LADY SCOUTINGTON: Jesus, Christ. Indulgent much, Scout?
LS: I said, indulgent much? Go sing karaoke with your goddamn friends. Who cares about a stupid competition.
SD: Heather told me to win. I want to win.
LS: So win.
SD: I don’t know how. This isn’t basketball.
LS: Ah, basketball.
SD: I am very good at basketball.
LS: But you played soccer in college.
SD: And I hated it. The games were too much pressure for me. I just wanted to run around and play, but I was a goalkeeper, so I had to sit still during games and make very important tactical decisions with which I was extremely uncomfortable.
LS: Then why did you play goalie if you hated it so much?
SD: Because I was good at it. And I was different.
LS: But you hated it.
SD: I didn’t always hate it. Only when it got serious. Then I started to hate it. Before that it was fantastic.
LS: Great. I think we pretty much laid out that metaphor for everyone.
SD: It isn’t a metaphor.
LS: Scout, you always try to go the hard way.
SD: No I don’t. I’m just weird. That’s why I invented you. And a lot of good that did me.
LS: I’m wonderful!
SD: Yes, but you don’t matter.
LS: Excuse me?
SD: In the grand scheme of things, you have never mattered.
LS: You are PMS-ing, for sure.
SD: Yes, I am. And I’ve had two Jamesons, rocks, and I don’t know how to win a competition that I very badly want to win.
LS: This wasn’t your crowd tonight.
SD: No excuses.
LS: Then be funnier.
LS: More contouring on your eyeshaddow?
SD: Not funny.
LS: Apparently, that’s the trend for us tonight.
LS: I don’t know the answer. Quit if you want to. I don’t even get to come out and play anymore. What the hell do I care?
LS: So, what, is this the end?
LS: Fuck you for being dramatic.
LS: Ugh! I said, fuck you for being dramatic! No one cares that you don’t feel funny tonight. It genuinely doesn’t matter. Either be funnier or stop caring, but this blog post sucks.
SD: You suck.
LS: There you go! Fight back.
SD: Do you think room service delivers Jameson, rocks?
LS: I should goddamn hope so. It’s 2014.
SD: Fine. I’ll try again at the competition tomorrow. But if it doesn’t work then, I’m quitting.
LS: Whatever. I just want to end this conversation as it is very hipster and annoying.
SD: You know, anytime we start to feel anything negative at all, you say stuff just like that. You undercut our feelings because you don’t think they do or should have vale.
LS: Absolutely not. I am not letting you turn this on me. Go cry yourself to sleep, peaches. I’m going to watch a movie on hotel cable. I know it may not feel like it now, but there are people in this world do who end up with development deals, and I, for one, intend on enjoying their work.
LS: Goodnight, Scout.
SD: Goodnight, Scout.
LS: My name is Lady Scoutington.
LS: No way.

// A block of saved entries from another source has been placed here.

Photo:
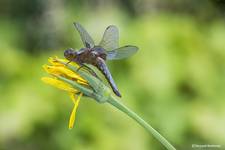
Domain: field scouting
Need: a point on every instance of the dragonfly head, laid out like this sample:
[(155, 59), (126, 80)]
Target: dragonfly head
[(69, 54)]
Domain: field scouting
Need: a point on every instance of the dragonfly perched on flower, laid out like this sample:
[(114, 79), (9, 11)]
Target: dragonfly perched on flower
[(96, 55)]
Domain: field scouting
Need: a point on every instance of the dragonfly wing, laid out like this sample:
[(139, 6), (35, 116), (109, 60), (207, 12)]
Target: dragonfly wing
[(122, 52), (110, 39), (86, 38)]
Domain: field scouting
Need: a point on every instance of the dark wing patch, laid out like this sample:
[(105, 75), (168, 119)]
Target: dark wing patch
[(110, 39), (85, 37), (122, 52)]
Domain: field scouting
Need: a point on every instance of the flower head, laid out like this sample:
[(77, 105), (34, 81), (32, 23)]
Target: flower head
[(77, 83)]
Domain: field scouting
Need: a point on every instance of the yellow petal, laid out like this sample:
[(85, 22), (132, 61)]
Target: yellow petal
[(73, 113), (59, 84), (62, 70)]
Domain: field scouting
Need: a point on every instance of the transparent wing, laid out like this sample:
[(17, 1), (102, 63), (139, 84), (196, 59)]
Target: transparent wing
[(110, 39), (122, 52), (86, 38)]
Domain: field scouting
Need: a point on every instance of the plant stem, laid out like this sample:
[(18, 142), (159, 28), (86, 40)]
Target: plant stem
[(138, 119)]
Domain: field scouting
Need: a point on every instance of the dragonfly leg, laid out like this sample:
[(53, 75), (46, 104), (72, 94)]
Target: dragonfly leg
[(68, 63)]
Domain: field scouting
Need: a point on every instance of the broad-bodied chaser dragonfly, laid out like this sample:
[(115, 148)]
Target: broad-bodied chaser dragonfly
[(96, 55)]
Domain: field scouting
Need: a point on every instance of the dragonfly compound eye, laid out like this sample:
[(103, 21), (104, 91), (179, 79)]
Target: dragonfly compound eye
[(69, 54)]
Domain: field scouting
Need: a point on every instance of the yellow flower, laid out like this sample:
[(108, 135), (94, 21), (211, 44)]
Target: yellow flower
[(58, 69)]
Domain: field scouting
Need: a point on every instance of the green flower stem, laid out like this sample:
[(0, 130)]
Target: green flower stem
[(138, 119)]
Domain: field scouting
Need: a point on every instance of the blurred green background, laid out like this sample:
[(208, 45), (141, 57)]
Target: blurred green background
[(176, 81)]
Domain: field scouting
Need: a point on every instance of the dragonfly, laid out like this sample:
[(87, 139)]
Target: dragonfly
[(97, 55)]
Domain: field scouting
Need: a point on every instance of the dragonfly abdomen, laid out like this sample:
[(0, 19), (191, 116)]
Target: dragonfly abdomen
[(104, 69)]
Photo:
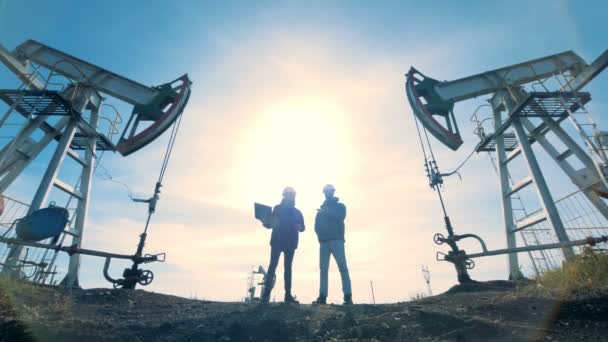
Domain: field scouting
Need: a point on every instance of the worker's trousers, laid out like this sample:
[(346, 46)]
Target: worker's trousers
[(335, 248)]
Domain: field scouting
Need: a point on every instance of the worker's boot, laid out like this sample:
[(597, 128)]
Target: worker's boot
[(322, 300), (264, 299), (290, 299)]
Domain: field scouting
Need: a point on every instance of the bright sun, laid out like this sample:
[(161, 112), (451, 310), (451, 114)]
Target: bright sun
[(299, 142)]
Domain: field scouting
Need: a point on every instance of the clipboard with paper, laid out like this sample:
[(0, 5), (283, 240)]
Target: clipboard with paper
[(263, 213)]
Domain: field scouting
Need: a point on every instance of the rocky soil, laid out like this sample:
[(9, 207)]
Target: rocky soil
[(494, 312)]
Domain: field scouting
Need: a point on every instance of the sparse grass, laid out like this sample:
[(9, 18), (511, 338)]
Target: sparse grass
[(589, 270), (418, 295), (15, 293)]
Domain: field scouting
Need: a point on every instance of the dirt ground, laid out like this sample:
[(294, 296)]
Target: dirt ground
[(500, 312)]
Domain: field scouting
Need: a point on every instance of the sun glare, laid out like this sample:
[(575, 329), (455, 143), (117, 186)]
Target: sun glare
[(299, 142)]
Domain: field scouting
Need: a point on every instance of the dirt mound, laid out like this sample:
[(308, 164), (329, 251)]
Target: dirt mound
[(498, 313)]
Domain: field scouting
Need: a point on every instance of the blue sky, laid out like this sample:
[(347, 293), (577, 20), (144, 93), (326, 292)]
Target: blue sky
[(330, 74)]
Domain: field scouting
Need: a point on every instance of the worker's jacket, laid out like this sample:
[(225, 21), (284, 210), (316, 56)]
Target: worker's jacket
[(287, 223), (329, 222)]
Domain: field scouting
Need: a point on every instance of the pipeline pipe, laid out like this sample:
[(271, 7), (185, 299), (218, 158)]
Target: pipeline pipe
[(588, 241)]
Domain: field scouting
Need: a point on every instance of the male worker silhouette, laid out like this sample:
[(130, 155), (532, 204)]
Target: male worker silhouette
[(286, 223), (329, 226)]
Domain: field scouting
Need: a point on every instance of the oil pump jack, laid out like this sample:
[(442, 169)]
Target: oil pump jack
[(61, 99), (527, 101)]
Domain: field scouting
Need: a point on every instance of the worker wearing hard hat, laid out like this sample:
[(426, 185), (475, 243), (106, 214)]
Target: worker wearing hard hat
[(329, 226), (286, 223)]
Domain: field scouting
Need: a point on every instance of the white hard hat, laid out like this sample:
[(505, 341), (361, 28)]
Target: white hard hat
[(328, 187), (289, 190)]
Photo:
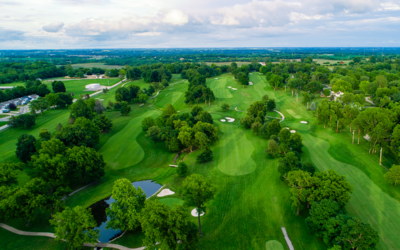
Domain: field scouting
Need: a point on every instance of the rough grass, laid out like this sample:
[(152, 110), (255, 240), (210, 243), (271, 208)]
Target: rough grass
[(273, 245), (78, 86)]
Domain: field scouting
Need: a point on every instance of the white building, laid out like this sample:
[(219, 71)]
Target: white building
[(93, 86)]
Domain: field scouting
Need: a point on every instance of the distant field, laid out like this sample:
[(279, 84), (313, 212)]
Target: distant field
[(78, 86), (227, 63), (96, 65)]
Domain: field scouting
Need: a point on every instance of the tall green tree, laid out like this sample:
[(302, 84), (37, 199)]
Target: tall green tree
[(197, 191), (25, 147), (124, 211), (167, 228), (87, 163), (75, 226)]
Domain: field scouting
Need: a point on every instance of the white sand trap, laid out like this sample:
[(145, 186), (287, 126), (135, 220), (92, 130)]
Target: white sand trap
[(165, 192), (195, 214)]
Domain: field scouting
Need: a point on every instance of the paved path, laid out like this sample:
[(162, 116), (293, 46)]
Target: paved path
[(51, 235)]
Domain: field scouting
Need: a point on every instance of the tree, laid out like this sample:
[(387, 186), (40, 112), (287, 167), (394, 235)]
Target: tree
[(271, 105), (103, 122), (320, 213), (42, 90), (358, 235), (25, 147), (125, 108), (44, 134), (301, 187), (255, 127), (167, 228), (53, 99), (39, 104), (273, 148), (83, 132), (331, 185), (58, 86), (154, 134), (393, 175), (205, 156), (196, 191), (265, 98), (225, 107), (124, 211), (306, 98), (288, 163), (80, 109), (181, 170), (86, 163), (75, 226), (9, 173), (147, 123)]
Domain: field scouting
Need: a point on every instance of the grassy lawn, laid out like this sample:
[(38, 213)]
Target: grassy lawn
[(252, 203), (78, 86)]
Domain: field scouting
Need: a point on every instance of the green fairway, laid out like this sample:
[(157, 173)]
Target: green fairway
[(252, 203), (78, 86), (171, 201), (122, 150), (273, 245), (95, 65), (235, 158)]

You can’t take away the fact that I exist just because you are being a grump. I exist, and even if I don’t get to come back for seventeen years and when I do it’s on cable access, next to a woman in a pale blue pleather shirt talking about her life as a dog trainer, I am coming back. You are not getting rid of me no matter how hard you cry about it.
SD: Hello, room service? I’d like to order a Jameson, rocks.
LS: Ugh. Pass me the remote control. If I have to sit through one more minute of this sob fest, I’ll burst.
SD: Is there anything funny on TV?
LS: Always. Somewhere in the universe, there is always something funny on TV. You just have to be less judgmental and look.